According to the Insurance Information Institute, terrorism coverage is a public/private risk-sharing partnership that allows the federal government and the insurance industry to share losses in the event of a major terrorist attack. The Terrorism Risk Insurance Act (TRIA), which was enacted by Congress in November 2002, ensures that adequate resources are available for businesses to recover and rebuild if they are the victims of a terrorist attack. Under TRIA all property/casualty insurers in the U.S. are required to make terrorism coverage available (Source: Insurance Information Institute). An active shooter event, however, is not covered under this program. With this consideration in mind, business owners should seek alternative means of coverage, as taking on the full brunt of covering the financial damages of a mass shooting event can be brutal to the bottom line.
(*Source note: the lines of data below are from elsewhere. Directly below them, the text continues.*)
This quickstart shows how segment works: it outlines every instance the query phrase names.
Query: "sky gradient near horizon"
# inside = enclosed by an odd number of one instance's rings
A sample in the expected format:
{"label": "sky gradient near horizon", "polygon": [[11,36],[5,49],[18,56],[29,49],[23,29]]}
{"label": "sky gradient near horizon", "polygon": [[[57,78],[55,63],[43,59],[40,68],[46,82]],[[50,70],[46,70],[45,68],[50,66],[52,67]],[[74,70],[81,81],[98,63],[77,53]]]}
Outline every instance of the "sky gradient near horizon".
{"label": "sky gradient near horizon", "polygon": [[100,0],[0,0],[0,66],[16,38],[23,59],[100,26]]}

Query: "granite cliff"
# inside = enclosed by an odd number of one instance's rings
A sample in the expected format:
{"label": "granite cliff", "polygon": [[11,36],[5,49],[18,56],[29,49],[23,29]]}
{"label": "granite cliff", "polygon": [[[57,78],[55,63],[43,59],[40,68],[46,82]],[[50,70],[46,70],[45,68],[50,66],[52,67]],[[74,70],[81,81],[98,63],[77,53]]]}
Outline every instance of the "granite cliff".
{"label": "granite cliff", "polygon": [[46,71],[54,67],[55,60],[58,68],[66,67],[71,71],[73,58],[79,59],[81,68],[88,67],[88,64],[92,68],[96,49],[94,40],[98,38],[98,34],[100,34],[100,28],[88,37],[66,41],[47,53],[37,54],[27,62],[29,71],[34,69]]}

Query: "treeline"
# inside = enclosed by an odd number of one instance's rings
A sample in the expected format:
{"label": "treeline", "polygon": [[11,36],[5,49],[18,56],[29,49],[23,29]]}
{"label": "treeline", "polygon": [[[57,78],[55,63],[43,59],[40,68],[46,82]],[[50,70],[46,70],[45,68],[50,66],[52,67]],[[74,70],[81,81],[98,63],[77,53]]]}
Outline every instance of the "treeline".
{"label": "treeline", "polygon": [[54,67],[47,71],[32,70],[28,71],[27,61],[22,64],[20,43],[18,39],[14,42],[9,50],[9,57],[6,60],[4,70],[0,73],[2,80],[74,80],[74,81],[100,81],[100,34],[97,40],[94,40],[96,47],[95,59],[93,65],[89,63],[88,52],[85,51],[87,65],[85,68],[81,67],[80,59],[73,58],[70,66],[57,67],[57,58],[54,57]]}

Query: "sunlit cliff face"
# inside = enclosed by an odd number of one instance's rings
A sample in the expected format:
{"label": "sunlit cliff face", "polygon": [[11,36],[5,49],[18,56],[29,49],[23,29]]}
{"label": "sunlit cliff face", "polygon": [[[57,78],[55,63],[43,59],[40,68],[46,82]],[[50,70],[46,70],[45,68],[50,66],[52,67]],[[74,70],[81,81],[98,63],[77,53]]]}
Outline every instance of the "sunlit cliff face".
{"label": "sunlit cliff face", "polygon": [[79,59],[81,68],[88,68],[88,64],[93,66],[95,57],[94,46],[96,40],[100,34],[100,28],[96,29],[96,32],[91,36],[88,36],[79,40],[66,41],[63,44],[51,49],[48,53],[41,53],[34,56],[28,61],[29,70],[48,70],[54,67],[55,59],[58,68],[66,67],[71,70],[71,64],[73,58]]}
Insuring a Mass Shooting, Leaving Nothing to Chance

The point of insurance is to transfer risk to a third party. If coverages carry gaps in insurance, the insured is left vulnerable. Businesses specifically could be subject to lawsuits and other unexpected perils. This is especially true when insuring a mass shooting.

Although coverages written under a captive allow for a more comprehensive risk management strategy, the captive manager who’s overseeing the planning should ensure the captive is compliant with federal and state laws and regulations and that nothing is left to chance. A multidisciplinary approach is essential to the captive’s success.

Among the critical aspects of captive planning left unaddressed by this limited approach are often tax, legal, corporate, financing, regulatory, and policy manuscripting services.
An on-site feasibility study at the onset of a captive arrangement can help determine what risks exist within the captive.

Regarding mass shooting risk, there’s little actuarial data available, so special attention must be given to the accuracy of premiums. Turnover and any historical situations where there has been a disgruntled employee may be taken into account. Many factors will be used in determining which coverages make sense.

It is a shared hope that no active shooter events come to pass. Beyond the heartbreaking human impact, active shooters can also threaten the profits of impacted midmarket businesses. But it is possible to soften the financial impact with a comprehensive risk management plan which includes captive insurance planning.